“他无意中露出过马脚,陛下。”苏德利冷笑着回答,“我收买的线人里,有人从他肩膀上看到了苦役犯的烙印;还有人在他喝醉酒的时候,听到了他无意中说出了自己原本的口音……他自以为自己藏得很好,但是他总是会露出那些蛛丝马迹,而我找到这些行迹之后,又和邻省的同行们打听了一下,最终才搞清楚了来龙去脉。”

        “您做得很好。”艾格隆下意识地点了点头,赞许了对方。“帝国政府花费巨资豢养的警探们,要是都有您这份本事,我也就不怕有人谋反了!”

        他不担心对方是在说谎。

        因为,在这个年代,重刑犯在被判服苦役的时候,肩膀上都会打上特殊的烙印,就算在逃犯想要毁掉烙印也会留下相应的伤痕,所以艾格隆很轻易地就能够找到证据。

        得到了艾格隆的赞许,苏德利的脸上又浮现出了笑容。

        不过这笑容很快又被他收回去了,因为刚才他亲眼见证过,戈贝坦老头因为表现太好而被拖走,接下来要面对倾家荡产的惨况,有了这个前车之鉴,被皇帝夸奖他实在开心不起来。

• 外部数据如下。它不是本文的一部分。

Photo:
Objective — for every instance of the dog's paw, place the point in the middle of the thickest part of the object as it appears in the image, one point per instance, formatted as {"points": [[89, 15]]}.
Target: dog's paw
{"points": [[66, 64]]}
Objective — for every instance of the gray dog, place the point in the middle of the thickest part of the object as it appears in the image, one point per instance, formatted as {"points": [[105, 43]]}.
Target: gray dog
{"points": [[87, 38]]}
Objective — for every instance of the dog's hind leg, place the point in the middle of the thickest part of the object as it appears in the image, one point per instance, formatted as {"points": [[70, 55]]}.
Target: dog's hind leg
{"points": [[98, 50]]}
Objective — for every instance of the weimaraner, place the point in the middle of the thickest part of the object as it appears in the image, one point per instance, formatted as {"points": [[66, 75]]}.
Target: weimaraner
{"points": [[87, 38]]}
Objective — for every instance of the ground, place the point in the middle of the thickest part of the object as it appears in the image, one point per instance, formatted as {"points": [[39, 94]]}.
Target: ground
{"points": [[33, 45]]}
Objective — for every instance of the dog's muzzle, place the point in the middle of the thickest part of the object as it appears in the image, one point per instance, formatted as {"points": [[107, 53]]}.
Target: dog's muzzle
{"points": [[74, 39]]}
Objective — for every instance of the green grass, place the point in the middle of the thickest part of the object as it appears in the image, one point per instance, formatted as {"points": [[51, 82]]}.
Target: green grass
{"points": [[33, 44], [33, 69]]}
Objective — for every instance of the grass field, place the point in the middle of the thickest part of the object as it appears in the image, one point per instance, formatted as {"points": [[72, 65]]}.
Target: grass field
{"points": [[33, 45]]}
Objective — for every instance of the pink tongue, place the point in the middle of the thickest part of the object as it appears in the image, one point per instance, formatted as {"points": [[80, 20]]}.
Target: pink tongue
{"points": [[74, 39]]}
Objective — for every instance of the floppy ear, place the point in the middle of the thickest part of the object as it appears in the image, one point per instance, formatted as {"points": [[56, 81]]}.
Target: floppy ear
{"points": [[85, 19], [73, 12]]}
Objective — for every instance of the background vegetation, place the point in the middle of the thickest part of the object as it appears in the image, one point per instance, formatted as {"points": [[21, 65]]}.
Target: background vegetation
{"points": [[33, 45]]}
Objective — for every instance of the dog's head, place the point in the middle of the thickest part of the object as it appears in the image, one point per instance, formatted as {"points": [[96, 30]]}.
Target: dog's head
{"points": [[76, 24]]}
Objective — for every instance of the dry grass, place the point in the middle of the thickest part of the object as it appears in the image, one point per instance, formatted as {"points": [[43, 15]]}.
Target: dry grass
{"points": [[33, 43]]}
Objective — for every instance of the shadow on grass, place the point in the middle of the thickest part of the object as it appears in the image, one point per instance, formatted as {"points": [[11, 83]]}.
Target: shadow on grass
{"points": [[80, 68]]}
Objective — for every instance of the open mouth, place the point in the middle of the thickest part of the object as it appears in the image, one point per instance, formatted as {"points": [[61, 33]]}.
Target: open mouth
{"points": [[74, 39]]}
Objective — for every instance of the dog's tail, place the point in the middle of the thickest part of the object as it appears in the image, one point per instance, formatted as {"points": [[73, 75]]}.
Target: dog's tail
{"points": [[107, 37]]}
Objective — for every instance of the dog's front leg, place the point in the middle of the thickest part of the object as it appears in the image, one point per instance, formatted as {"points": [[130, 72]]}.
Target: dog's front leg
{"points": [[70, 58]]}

        “陛下,我只是在尽力维护我的业务而已。”于是,他板着脸恭敬地做出了回答。

        “那为什么之前您没有告发?”艾格隆追问。

        这个问题,让苏德利的脸色一僵,一下子没有说出话来。

        其实他不回答艾格隆也能够大概猜的明白——对于这种高利贷者来说,和政治扯上关系是很“麻烦”的事情,无论哪一派政治势力上台都不影响他们搞自己的业务,换言之他们也根本不在乎谁上台。

        他不想冒险举报酒馆老板,怕得罪对方的同党们,给自己惹麻烦。